No início do século 12, os normandos derrubaram os árabes na Sicília. Palermo tinha se tornado uma encruzilhada para viajantes e comerciantes de muitas nações e o rei normando Roger II, tendo grande interesse em geografia, encomendou a criação de um livro e um mapa que compilaria toda essa riqueza de informações geográficas. Pesquisadores foram enviados e a coleta de dados durou 15 anos. [52] Al-Idrisi, um dos poucos árabes que já estiveram na França e na Inglaterra, bem como na Espanha, Ásia Central e Constantinopla, foi contratado para criar o livro a partir dessa massa de dados. Utilizando as informações herdadas dos geógrafos clássicos, ele criou um dos mapas mais precisos do mundo até hoje, a Tabula Rogeriana (1154). O mapa, escrito em árabe, mostra o continente eurasiático em sua totalidade e a parte norte da África.

Um adepto do determinismo ambiental foi o escritor afro-árabe medieval al-Jahiz (776-869), que explicou como o ambiente pode determinar as características físicas dos habitantes de uma determinada comunidade. Ele usou sua teoria da evolução inicial para explicar as origens das diferentes cores da pele humana, particularmente a pele negra, que ele acreditava ser o resultado do meio ambiente. Ele citou uma região pedregosa de basalto negro no norte de Najd como evidência de sua teoria. [53]

Europa Medieval Editar

Durante a Idade Média, o conhecimento geográfico na Europa regrediu (embora seja um engano popular pensar que o mundo era plano), e o mapa T e O simples tornou-se a representação padrão do mundo.

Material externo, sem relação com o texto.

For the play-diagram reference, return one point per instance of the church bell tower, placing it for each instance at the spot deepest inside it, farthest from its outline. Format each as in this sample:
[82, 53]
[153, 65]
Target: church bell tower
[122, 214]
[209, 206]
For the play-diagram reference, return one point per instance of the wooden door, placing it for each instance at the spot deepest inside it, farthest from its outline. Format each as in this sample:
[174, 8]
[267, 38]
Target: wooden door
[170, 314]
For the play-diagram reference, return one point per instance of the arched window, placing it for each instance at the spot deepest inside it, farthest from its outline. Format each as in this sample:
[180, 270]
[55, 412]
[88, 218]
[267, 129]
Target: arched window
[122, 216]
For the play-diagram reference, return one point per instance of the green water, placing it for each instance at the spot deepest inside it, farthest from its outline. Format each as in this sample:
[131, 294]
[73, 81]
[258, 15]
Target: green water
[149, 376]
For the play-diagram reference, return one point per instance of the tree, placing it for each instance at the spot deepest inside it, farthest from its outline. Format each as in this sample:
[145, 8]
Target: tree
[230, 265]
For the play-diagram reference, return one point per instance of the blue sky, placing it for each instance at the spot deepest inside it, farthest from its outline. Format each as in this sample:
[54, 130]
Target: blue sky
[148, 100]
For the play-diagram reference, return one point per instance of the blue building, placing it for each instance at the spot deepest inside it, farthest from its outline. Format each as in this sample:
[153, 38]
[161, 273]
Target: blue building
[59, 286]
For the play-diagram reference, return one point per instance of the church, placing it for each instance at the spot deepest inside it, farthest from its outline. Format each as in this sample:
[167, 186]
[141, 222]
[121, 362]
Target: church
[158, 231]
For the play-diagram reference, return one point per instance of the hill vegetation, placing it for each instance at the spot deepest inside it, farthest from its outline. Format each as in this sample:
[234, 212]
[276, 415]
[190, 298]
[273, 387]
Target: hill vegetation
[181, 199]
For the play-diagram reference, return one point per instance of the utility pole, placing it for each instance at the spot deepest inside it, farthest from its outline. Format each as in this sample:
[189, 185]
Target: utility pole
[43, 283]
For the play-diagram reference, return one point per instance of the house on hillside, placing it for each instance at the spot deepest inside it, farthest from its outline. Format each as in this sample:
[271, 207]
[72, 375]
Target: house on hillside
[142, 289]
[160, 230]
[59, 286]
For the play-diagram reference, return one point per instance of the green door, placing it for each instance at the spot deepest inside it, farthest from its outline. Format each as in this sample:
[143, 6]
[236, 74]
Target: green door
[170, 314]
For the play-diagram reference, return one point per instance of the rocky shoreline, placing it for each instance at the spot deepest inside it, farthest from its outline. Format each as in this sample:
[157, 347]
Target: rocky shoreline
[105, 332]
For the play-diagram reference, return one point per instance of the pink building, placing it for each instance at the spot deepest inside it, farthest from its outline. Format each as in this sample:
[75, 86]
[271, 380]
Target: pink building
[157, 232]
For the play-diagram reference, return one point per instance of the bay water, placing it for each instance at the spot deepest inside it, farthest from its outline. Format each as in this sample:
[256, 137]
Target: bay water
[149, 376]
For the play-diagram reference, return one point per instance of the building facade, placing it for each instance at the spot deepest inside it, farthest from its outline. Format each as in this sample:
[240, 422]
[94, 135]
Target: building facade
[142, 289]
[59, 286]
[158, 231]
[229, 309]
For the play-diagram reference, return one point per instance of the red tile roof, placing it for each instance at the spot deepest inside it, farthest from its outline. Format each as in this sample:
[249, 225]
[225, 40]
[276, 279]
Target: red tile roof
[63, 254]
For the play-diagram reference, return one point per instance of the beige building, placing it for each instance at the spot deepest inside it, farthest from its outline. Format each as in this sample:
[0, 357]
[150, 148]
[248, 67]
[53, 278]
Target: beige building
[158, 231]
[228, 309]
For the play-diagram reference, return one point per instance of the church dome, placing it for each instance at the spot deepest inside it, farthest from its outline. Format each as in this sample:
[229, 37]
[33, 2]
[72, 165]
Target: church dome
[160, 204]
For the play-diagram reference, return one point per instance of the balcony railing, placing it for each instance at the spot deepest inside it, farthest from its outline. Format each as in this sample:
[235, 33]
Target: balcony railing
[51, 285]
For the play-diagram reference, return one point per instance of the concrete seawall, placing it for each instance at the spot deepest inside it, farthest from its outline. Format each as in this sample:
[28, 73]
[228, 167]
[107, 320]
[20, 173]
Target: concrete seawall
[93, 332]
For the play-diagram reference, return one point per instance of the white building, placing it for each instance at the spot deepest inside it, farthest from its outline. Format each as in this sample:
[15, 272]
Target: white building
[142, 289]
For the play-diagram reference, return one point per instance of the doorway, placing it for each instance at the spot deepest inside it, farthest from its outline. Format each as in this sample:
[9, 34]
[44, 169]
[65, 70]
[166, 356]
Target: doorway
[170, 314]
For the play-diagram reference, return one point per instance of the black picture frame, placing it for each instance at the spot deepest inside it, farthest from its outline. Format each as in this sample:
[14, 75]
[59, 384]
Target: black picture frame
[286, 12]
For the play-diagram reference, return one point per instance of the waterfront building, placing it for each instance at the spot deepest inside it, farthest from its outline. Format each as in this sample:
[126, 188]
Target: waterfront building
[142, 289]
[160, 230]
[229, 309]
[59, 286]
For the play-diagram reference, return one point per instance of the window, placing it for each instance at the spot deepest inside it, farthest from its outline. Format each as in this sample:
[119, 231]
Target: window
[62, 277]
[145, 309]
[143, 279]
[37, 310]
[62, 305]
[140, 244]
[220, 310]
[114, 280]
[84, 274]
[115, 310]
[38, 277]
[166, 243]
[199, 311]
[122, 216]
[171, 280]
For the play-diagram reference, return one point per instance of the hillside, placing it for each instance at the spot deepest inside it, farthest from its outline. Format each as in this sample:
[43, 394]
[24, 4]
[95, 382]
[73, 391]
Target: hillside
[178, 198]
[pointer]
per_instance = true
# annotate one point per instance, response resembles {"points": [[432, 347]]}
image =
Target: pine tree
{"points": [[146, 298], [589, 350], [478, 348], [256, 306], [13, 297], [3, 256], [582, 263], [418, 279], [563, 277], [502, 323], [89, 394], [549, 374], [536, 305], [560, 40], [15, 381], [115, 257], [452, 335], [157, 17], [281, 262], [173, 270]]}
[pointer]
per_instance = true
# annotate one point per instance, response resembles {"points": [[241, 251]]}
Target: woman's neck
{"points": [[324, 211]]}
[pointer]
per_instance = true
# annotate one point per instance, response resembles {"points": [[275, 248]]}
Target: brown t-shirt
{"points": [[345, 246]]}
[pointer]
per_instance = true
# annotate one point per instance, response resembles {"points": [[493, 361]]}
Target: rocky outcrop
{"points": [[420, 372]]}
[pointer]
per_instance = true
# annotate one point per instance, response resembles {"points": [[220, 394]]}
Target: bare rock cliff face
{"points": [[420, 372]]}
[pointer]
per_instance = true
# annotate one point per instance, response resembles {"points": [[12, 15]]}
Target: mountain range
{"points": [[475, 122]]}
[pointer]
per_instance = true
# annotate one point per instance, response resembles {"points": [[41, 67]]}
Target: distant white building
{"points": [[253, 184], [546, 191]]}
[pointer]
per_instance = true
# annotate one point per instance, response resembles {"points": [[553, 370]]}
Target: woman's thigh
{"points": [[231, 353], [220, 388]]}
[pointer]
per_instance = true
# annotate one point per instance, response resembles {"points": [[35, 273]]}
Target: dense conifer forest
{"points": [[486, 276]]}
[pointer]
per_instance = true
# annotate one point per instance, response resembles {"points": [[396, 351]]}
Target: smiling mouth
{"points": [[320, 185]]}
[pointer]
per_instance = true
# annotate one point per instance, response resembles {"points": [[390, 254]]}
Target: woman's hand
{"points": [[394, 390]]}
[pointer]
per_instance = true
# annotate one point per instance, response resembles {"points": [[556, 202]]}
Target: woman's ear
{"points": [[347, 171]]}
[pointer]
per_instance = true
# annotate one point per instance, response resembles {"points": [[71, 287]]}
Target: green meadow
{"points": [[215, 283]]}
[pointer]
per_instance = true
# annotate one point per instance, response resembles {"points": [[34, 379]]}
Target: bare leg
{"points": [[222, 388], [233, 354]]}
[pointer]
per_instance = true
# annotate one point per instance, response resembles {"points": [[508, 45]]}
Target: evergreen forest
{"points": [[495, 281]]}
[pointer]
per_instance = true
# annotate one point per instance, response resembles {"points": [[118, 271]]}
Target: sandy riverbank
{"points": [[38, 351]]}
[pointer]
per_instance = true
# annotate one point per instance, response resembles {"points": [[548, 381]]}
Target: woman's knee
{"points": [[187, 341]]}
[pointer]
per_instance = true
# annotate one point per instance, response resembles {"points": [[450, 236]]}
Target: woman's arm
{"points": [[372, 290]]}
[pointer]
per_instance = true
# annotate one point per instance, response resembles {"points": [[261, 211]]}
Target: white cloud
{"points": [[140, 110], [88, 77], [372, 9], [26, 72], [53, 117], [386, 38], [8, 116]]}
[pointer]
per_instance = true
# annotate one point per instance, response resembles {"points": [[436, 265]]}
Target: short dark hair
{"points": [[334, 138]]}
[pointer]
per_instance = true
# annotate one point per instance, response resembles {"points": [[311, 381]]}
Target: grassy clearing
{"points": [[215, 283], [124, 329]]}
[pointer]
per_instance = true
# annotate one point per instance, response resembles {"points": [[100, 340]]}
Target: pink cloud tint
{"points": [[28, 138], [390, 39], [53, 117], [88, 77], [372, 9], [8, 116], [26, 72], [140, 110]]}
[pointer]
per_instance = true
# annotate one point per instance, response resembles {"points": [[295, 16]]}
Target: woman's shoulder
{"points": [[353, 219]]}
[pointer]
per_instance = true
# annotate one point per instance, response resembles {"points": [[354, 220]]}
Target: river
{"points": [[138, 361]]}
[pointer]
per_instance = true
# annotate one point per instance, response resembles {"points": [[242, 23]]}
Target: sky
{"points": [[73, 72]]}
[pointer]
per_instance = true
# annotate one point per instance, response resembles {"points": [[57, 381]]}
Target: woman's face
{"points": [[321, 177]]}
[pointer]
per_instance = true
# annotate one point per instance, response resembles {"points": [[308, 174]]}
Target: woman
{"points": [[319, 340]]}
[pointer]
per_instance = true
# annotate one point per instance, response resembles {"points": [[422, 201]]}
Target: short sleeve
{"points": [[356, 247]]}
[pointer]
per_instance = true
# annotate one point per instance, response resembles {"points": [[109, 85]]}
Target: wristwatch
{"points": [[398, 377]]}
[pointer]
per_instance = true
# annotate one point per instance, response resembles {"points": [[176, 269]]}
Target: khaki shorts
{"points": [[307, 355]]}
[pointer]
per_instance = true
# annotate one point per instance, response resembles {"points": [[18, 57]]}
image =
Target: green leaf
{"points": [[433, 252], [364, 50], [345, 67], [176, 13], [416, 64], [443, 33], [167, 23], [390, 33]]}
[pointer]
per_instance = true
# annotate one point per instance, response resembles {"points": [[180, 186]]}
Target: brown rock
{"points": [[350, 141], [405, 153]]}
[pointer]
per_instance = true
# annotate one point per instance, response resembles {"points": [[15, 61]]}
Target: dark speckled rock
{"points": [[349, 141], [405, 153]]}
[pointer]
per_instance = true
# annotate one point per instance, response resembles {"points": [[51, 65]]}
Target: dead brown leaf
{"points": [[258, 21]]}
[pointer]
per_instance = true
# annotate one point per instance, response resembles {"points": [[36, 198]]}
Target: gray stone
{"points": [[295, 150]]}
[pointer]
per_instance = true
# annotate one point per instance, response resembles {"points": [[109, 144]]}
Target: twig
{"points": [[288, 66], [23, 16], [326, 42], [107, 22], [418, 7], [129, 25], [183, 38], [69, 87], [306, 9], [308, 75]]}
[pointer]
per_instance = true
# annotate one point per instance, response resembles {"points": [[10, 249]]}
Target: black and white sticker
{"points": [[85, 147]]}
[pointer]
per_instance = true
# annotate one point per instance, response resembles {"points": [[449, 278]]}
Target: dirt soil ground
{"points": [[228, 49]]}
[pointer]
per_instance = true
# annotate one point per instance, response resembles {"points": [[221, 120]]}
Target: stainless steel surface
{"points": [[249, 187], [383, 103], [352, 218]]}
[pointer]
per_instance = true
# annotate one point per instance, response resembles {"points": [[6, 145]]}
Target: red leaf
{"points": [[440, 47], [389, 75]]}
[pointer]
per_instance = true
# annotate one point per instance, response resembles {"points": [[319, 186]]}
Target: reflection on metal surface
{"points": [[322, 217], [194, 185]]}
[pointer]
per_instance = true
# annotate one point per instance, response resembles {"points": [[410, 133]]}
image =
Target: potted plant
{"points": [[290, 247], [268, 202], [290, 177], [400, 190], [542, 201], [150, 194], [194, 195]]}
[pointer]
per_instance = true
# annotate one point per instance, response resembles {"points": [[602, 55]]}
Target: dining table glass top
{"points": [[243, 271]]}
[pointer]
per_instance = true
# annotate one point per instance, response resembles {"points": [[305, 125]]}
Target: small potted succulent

As viagens do explorador veneziano Marco Polo ao longo do Império Mongol no século 13, as Cruzadas Cristãs dos séculos 12 e 13 e as viagens de exploração portuguesas e espanholas durante os séculos 15 e 16 abriram novos horizontes e estimularam a escrita geográfica. Os mongóis também tinham amplo conhecimento da geografia da Europa e da Ásia, com base em seu governo e governo de grande parte desta área e usavam essas informações para a realização de grandes expedições militares. A evidência disso é encontrada em recursos históricos como A História Secreta dos Mongóis e outras crônicas persas escritas nos séculos XIII e XIV. Por exemplo, durante o governo da Grande Dinastia Yuan, um mapa do mundo foi criado e atualmente é mantido na Coreia do Sul. Veja também: Mapas da Dinastia Yuan

Durante o século XV, Henrique, o Navegador de Portugal, apoiou as explorações da costa africana e tornou-se um líder na promoção dos estudos geográficos. Entre os relatos mais notáveis ​​de viagens e descobertas publicadas durante o século 16 estavam os de Giambattista Ramusio em Veneza, de Richard Hakluyt na Inglaterra e de Theodore de Bry no que hoje é a Bélgica.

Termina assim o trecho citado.